Javier Garcia Martinez is director of the Laboratory of Molecular Nanotechnology at the University of Alicante, Spain, founder of Rive Technology and author of The Chemical Element: Chemistry´s Contribution to Our Global Future.
Life. It was simple for 2000 years — controlled by only four elements: Earth, fire, water and air.
Today, life is exponentially more complicated, with the list of elements numbering well over 100. But, when it comes to enacting innovative policies to improve life worldwide, I argue that we can return to taking a more simplified view. This view returns us to a new four-item list — the four elements of modern chemistry: food, energy, water and climate. Although none of these are proper chemical elements, these modern versions of the classical elements are the essential components of any solution to today´s great challenges.
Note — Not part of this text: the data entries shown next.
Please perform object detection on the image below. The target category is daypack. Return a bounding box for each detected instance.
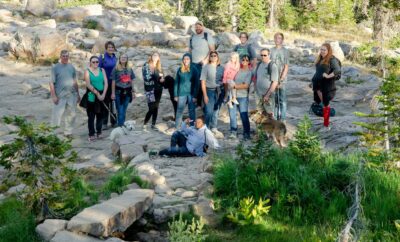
[309,102,336,117]
[252,61,275,83]
[330,56,342,81]
[189,32,208,50]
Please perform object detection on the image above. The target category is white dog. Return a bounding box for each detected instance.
[109,120,136,143]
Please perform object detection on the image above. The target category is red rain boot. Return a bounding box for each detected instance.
[323,106,331,127]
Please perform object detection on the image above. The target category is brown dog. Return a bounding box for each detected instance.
[250,110,287,147]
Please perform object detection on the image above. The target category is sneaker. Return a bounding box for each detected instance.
[227,101,233,109]
[232,98,239,105]
[229,131,237,139]
[151,124,157,130]
[88,136,96,142]
[97,133,103,139]
[143,124,148,131]
[243,134,251,140]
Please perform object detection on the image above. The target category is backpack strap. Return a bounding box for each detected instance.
[190,32,208,50]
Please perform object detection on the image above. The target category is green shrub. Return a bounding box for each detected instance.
[0,198,41,242]
[289,116,322,163]
[102,166,149,197]
[84,19,98,30]
[227,197,271,225]
[168,213,207,242]
[388,35,400,49]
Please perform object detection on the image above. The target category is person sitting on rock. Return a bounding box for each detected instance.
[158,117,219,157]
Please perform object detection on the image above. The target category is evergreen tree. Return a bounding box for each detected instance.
[237,0,267,31]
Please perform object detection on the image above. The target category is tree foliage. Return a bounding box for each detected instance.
[0,116,78,215]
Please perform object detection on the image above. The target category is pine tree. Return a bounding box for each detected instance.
[237,0,267,31]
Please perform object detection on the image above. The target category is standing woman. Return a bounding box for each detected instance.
[111,54,136,127]
[201,51,225,131]
[174,53,199,128]
[228,55,252,139]
[98,41,117,129]
[84,56,108,142]
[142,51,164,129]
[311,43,341,129]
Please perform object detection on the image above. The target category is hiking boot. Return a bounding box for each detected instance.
[151,124,157,130]
[229,131,237,139]
[243,133,251,140]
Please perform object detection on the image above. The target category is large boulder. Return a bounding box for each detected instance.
[51,4,103,22]
[67,189,154,237]
[25,0,56,17]
[328,41,345,62]
[8,27,68,62]
[216,32,240,52]
[139,32,177,46]
[173,16,198,31]
[50,230,126,242]
[0,9,13,22]
[36,219,67,241]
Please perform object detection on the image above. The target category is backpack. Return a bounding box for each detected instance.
[190,32,208,50]
[309,102,336,117]
[252,61,275,82]
[330,56,342,81]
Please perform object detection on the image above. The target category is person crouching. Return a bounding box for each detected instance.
[159,117,219,157]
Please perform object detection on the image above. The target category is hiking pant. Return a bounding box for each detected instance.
[86,102,103,136]
[203,87,224,129]
[51,94,77,135]
[192,62,203,107]
[274,87,287,121]
[167,87,178,119]
[158,131,194,157]
[228,97,250,137]
[313,89,336,107]
[175,95,196,129]
[102,88,116,127]
[144,88,163,125]
[256,92,274,115]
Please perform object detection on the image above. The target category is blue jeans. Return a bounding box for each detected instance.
[274,87,287,121]
[115,93,131,126]
[175,95,196,128]
[203,87,224,129]
[158,131,193,157]
[228,97,250,136]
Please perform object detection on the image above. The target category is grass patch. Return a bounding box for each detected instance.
[345,76,364,85]
[58,0,103,8]
[0,197,41,242]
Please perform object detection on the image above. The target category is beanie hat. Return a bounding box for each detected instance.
[182,53,192,61]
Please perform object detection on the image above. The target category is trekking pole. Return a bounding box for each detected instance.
[101,101,117,121]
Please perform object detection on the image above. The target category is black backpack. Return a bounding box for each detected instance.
[252,61,276,82]
[310,103,336,117]
[330,56,342,81]
[189,32,208,50]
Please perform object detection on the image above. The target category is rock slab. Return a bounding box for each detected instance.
[50,230,125,242]
[67,189,154,237]
[36,219,67,241]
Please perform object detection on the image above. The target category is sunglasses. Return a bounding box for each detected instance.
[260,54,268,57]
[91,61,99,63]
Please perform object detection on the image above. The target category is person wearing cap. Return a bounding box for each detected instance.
[174,53,199,129]
[189,20,216,106]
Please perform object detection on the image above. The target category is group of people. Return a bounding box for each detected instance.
[50,20,341,156]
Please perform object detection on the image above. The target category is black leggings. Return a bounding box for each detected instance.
[313,90,336,107]
[87,102,104,136]
[144,88,163,125]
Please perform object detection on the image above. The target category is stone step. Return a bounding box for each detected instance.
[67,189,154,237]
[50,230,125,242]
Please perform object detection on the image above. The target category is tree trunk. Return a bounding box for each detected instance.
[373,3,390,40]
[197,0,202,18]
[177,0,182,15]
[229,0,237,32]
[269,0,276,29]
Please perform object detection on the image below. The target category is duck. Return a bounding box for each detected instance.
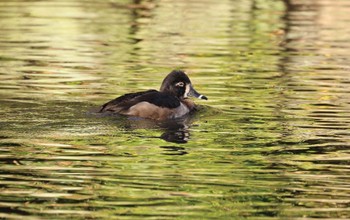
[99,70,207,120]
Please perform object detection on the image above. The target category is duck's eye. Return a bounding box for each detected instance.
[176,82,185,87]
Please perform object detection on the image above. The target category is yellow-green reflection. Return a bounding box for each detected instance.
[0,0,350,219]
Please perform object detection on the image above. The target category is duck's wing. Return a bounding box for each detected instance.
[99,90,181,113]
[99,89,156,112]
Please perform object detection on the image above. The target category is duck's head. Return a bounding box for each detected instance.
[160,70,208,100]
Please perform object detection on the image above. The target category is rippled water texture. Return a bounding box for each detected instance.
[1,0,350,219]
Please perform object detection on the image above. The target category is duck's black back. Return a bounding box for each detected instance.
[99,90,181,113]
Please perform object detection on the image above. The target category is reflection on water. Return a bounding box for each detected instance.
[1,0,350,219]
[91,105,203,144]
[96,112,194,144]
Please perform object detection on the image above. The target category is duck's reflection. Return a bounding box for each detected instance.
[123,115,193,144]
[160,129,188,144]
[159,146,188,155]
[90,106,197,144]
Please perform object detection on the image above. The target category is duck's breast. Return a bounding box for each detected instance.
[171,103,190,118]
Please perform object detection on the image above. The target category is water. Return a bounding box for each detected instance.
[1,0,350,219]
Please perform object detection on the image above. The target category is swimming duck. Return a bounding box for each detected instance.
[99,70,207,120]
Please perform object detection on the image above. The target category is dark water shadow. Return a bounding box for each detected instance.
[122,115,193,144]
[89,107,196,144]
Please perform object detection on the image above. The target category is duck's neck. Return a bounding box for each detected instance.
[181,99,196,111]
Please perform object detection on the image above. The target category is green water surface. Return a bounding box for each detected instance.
[1,0,349,219]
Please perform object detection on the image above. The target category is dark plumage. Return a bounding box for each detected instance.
[99,70,207,120]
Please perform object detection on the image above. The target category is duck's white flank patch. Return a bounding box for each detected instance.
[184,84,190,98]
[172,103,190,118]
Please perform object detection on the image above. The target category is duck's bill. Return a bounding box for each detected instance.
[189,85,208,100]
The case of food-derived bio-fuels is one example that demonstrates how interdependent these four elements of modern chemistry are. In an effort to mitigate climate change, bio-fuels have been developed under the premise that carbon-dioxide emissions are offset by crop growth. In this oversimplified carbon-dioxide-neutral cycle, the amount of energy consumed – mostly from oil and coal – for fertilizers and other crop-production materials is, in most cases, ignored.
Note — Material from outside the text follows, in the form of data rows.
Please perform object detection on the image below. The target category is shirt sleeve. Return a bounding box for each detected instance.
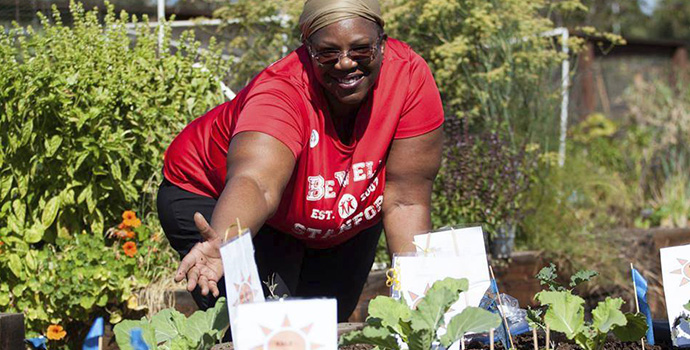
[232,79,307,159]
[394,53,445,139]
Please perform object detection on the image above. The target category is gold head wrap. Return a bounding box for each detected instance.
[298,0,384,40]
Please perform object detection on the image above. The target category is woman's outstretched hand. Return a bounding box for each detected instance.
[174,212,224,297]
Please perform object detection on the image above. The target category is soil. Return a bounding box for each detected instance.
[463,331,666,350]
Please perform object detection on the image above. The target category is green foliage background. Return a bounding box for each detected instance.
[0,2,230,347]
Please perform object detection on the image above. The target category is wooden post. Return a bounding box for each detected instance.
[490,328,495,350]
[0,313,25,350]
[672,47,689,85]
[546,325,550,350]
[533,328,538,350]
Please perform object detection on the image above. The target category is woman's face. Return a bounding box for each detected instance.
[307,18,385,107]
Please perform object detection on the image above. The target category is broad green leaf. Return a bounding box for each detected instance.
[77,184,92,204]
[80,295,96,309]
[41,196,60,228]
[0,175,11,201]
[569,270,598,288]
[536,290,584,339]
[111,160,122,181]
[685,301,690,312]
[612,313,647,342]
[12,200,25,226]
[25,249,38,270]
[0,290,10,306]
[8,254,23,278]
[410,286,459,332]
[440,307,502,347]
[367,296,411,336]
[340,326,401,350]
[592,297,626,333]
[180,297,229,342]
[149,308,183,344]
[408,328,433,350]
[114,319,156,350]
[44,135,63,157]
[17,175,28,198]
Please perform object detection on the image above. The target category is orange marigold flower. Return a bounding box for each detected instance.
[125,231,136,239]
[123,218,142,228]
[118,222,126,230]
[123,241,137,257]
[47,324,67,340]
[122,210,137,221]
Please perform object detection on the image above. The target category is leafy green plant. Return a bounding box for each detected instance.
[536,263,598,291]
[535,291,647,350]
[0,211,178,348]
[340,278,501,350]
[114,297,229,350]
[0,0,228,247]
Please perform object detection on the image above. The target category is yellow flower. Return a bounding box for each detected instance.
[47,324,66,340]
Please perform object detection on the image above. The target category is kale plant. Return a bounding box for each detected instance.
[114,297,229,350]
[340,278,501,350]
[536,263,598,291]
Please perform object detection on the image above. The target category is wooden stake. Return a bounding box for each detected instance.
[631,263,646,350]
[489,266,516,350]
[546,325,550,350]
[490,328,495,350]
[460,336,465,350]
[98,336,103,350]
[450,227,459,256]
[532,328,538,350]
[424,231,432,255]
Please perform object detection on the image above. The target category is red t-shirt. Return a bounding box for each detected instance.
[163,38,443,248]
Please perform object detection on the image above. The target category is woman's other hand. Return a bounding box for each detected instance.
[174,212,224,297]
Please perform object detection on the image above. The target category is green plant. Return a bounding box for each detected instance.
[535,291,647,350]
[531,265,647,350]
[0,212,178,348]
[0,0,228,247]
[114,297,229,350]
[535,263,598,292]
[340,278,501,350]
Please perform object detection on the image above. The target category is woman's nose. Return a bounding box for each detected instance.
[334,54,358,70]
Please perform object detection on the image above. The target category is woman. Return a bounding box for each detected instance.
[157,0,444,322]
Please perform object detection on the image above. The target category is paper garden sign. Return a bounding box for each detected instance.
[220,230,266,345]
[411,226,492,308]
[234,299,338,350]
[660,243,690,347]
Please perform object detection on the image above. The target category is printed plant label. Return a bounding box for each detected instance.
[660,243,690,347]
[234,299,338,350]
[412,226,491,308]
[220,231,265,346]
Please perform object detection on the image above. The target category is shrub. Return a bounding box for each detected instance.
[0,1,228,246]
[0,2,230,347]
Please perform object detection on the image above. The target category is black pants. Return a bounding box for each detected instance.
[157,178,382,323]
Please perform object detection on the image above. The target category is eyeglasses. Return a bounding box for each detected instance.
[307,34,385,67]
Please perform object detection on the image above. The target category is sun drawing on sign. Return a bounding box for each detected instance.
[252,316,322,350]
[233,273,258,306]
[671,258,690,287]
[407,284,431,310]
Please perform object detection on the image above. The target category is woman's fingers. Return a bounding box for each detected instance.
[198,275,210,296]
[208,280,220,297]
[175,249,198,282]
[186,266,200,292]
[194,212,217,241]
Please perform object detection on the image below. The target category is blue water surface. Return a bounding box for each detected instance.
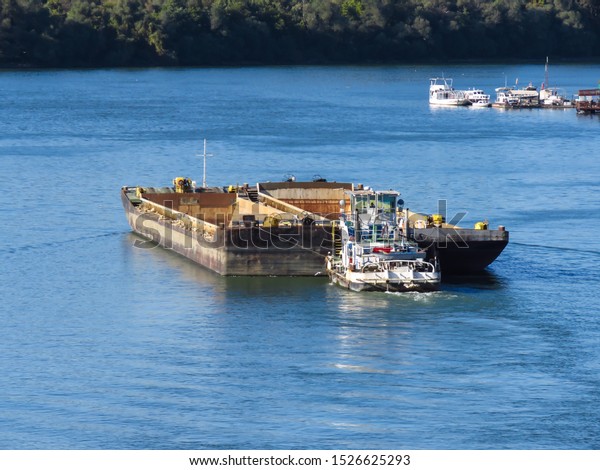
[0,64,599,449]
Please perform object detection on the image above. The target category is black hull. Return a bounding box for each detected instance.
[412,227,509,274]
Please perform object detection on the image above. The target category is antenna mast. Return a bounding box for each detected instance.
[198,138,213,188]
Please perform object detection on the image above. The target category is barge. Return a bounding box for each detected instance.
[121,179,508,276]
[576,89,600,114]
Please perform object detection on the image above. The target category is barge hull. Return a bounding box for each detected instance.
[412,227,509,274]
[121,189,332,276]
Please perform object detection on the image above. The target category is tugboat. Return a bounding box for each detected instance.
[326,189,441,292]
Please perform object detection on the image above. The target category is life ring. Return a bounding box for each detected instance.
[177,179,185,186]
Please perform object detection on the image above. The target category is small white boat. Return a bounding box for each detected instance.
[466,89,491,107]
[472,99,491,108]
[429,77,470,106]
[326,189,441,293]
[492,87,519,108]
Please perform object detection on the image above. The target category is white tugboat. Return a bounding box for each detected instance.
[326,189,441,293]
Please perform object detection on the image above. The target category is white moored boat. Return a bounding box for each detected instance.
[465,89,491,107]
[540,87,574,108]
[429,77,470,106]
[493,82,540,108]
[539,57,574,108]
[326,189,441,293]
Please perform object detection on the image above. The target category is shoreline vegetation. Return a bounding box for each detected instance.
[1,0,599,69]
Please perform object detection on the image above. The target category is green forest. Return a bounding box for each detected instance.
[1,0,599,67]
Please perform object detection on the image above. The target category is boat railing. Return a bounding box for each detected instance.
[356,257,437,273]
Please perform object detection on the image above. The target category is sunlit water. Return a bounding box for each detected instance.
[1,64,599,449]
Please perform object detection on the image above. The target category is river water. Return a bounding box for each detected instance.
[0,64,599,449]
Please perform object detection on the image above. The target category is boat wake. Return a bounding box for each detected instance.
[384,290,458,301]
[1,231,126,255]
[511,241,600,257]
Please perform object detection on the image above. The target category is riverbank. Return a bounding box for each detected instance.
[2,1,599,69]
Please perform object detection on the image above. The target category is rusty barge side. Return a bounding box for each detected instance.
[121,183,348,276]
The amount of water needed to produce each liter of bio-fuel is yet another, often-overlooked cost, and the amount of water needed can vary several hundred-fold, depending on the type of crop being produced. An increase in demand for edible crops caused by first generation bio-fuels had consequences that were generally ignored by a majority of scientists and policy makers until a spike in food prices left millions facing starvation.
It is true that the causes of high food prices are diverse. But using food to produce fuel comes at a high cost in terms of water and energy. The same is true when it comes to producing clean water from sea water, which subsequently has a deleterious effect on the environment. The efforts to produce a new generation of biofuels from non-edible crops, agriculture waste or algae are in the right direction although they do not solve all the problems associated with using biomass for fuels.
Today, our biggest challenge is to produce sufficient, safe and sustainable energy, food and water for 7 billion people without negatively impacting our environment any more than we already have. This means we need to do more than improve on existing energy-production systems — we must create new ones. But, as our scientific knowledge broadens, scientists work on narrowly-focused projects instead of the holistic, scalable and radical solutions the world needs. Scientists, as a result, must be trained to think disruptively, since incremental improvements on existing technologies will not meet the challenge we face.
Our next challenge is creativity. Although many professional scientists and developers emphasize the importance of creativity and originality, these skills are not sufficiently promoted in the classroom or the lab. In fact, out-of-the-box thinking is too often discouraged in schools. Textbooks around the world contain the same, key concepts, which are presented using abstract examples. Once students have completed their formal education, they quickly realize that excelling in academia is easier if your published work does not challenge the theories of more senior colleagues. This is the wrong lesson to be teaching the next generation.
Great scientists have been known to be creative thinkers. Some were even terrible students. But all were audacious and passionate. The next generation of scientists, should be encouraged to challenge conventional wisdom and raise big, new questions and to disruptively innovate in order to solve our current, global challenges. Tomorrow’s scientists should look to digital photography, podcasting, gaming consoles and smart phones as examples of the kind of disruptive innovation we need. This requires a rare kind of talent, strong leadership and long-term investment, since success is not guaranteed.
Global economic turmoil, however, is a new threat to the solutions we seek, since it has resulted in cuts to education and basic research funding. Cuts to education are a quick way to reduce the deficit, but it merely defrays the cost, since we lose our competitive edge as a result. The recently-announced “Pay as you Earn” program is good news for many struggling to pay down their student loan debt, but it is also a quick fix that showcases the government’s inability to solve the education debt crisis. One can only wonder what their plan is to create a new generation of scientists and engineers able to compete with the thousands graduating from China, India and Brazil. In terms of public support of blue-sky research, it is difficult to predict where the next discoveries will appear that will give rise to new industries, so it is advisable to keep investing in high-risk, high-yield programs in accordance with the capabilities of our best institutions and researchers.
The economic downturn has also forced many European countries to abruptly reduce public funding in education. As a result, expect many of the new discoveries to come from the countries China, India and Brazil, where most of the future scientists and engineers are currently studying. Given this, the urgency of the challenges we face, calls for team work on the part of the U.S. and Europe.
In the past, we invested in education and R&D to improve our national competitiveness. Now, we need to find ways to cooperate in order to discover, implement and scale-up global solutions to urgent challenges. This effort should prioritize creating a new generation of scientists who are not afraid of mastering the four elements of modern chemistry, to provide us not only with incremental information to known problems but with breakthrough solutions to the energy, water, climate and food crises we face today.